European stock markets were happy yesterday to carry the week’s record-breaking gains into the weekend, while Wall Street’s worries about retail weakness were compounded by soft core inflation data.
Department store chain JC Penney reported disappointing sales yesterday, adding to concerns over retail sector businesses sparked by giant Macy’s figures the previous day.
US inflation data for April, while showing a higher headline figure, contained weaker-than-expected core inflation, making the Federal Reserve’s job of pinpointing the right time for its next rate hike more complicated, dealers said.
The dollar weakened in response, and so did the New York stock market as earlier optimism about solid jobs data faded.
T-bond prices rose as investors became less sure about an early rate hike.

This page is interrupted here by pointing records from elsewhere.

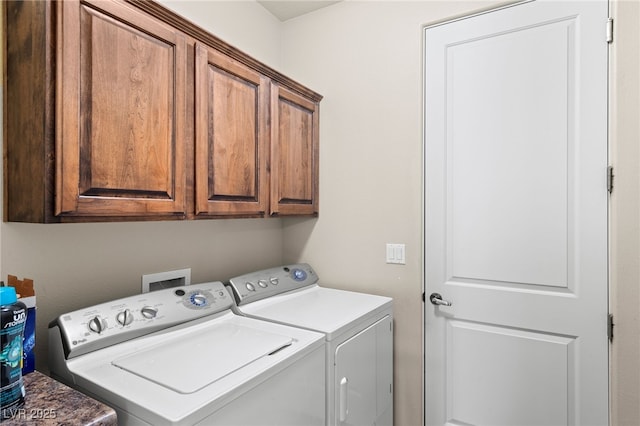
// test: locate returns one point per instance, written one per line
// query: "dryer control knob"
(97, 324)
(125, 317)
(149, 312)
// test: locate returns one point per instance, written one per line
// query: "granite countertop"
(49, 402)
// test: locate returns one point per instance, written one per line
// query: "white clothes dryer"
(180, 356)
(358, 329)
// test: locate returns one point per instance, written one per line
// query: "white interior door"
(516, 216)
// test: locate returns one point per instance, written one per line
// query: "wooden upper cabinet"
(294, 153)
(121, 112)
(231, 136)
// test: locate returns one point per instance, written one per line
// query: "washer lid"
(321, 309)
(188, 363)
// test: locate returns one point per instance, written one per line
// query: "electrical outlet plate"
(396, 253)
(168, 279)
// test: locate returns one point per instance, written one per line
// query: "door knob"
(437, 300)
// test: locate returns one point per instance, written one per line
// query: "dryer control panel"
(107, 324)
(270, 282)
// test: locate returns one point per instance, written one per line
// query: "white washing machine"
(180, 356)
(359, 336)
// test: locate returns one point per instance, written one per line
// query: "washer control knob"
(149, 312)
(97, 324)
(299, 274)
(199, 299)
(125, 317)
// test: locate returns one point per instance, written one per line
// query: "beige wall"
(625, 212)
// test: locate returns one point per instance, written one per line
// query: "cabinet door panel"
(122, 110)
(294, 154)
(231, 136)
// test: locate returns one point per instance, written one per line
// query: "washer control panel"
(113, 322)
(270, 282)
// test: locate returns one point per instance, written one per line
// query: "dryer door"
(364, 376)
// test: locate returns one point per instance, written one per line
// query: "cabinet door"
(121, 113)
(232, 104)
(294, 154)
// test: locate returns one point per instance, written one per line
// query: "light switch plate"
(396, 253)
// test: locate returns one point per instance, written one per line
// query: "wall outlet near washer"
(396, 254)
(168, 279)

“Treasury yields and the US dollar are lower, as the data included a cooler-than-expected read on consumer price inflation,” said analysts at Charles Schwab.
European equity markets, meanwhile, were modestly optimistic following strong German growth data as they awaited political developments in coming days.
Emmanuel Macron will be sworn in as French president on Sunday and is expected to line up a government the following day, giving a first indication of the outlook for his economic reform plans.
He has already presented hundreds of candidates for next month’s parliamentary election, many of whom are inexperienced in politics, but that could actually be an asset, said Jasper Lawler at London Capital Group.
“Many of Macron’s candidates have never held office and this may improve the chance of election with France’s disgruntled voters — and the likelihood of economic reform once in office,” he said.
Germany’s most populous state North Rhine-Westphalia votes in a regional election Sunday, a key test for Angela Merkel’s re-election chances as chancellor.
London’s benchmark FTSE 100 index, meanwhile, reached a new record closing high as sterling weakness boosted the earnings outlook for big British exporters. Frankfurt also ended at a new closing high.
Earlier in Asia, traders took a step back ahead of the weekend with confidence rattled by a series of below-par Chinese data and the lingering fallout of Donald Trump’s shock firing of the head of the FBI, which some fear could lead to a crisis that will knock the president’s economy-boosting agenda off centre.
Tokyo’s Nikkei index closed down 0.4% from a 17-month high, but Hong Kong rose 0.1% extending a rally to five days.
Bloomberg News reported, without naming sources, that China had made preparations to support the Hang Seng Index if needed ahead of the expected visit of President Xi Xinping to the city for the July 1 handover celebrations.
Shanghai — which has fallen about 7% in the past month on worries about a state crackdown on leveraged investing — ended up 0.7% with speculation mainland shares were also being given state backing.
The dollar declined against the yen and euro, having enjoyed a surge on Thursday on comments from a top Federal Reserve official backing three more interest rate hikes this year.
In London, the FTSE 100 closed up 0.7% to 7,435.39 points; Frankfurt — DAX 30 rose 0.5% to 12,770.41 points and Paris — CAC 40 ended up 0.4% to 5,405.42 points at the close yesterday.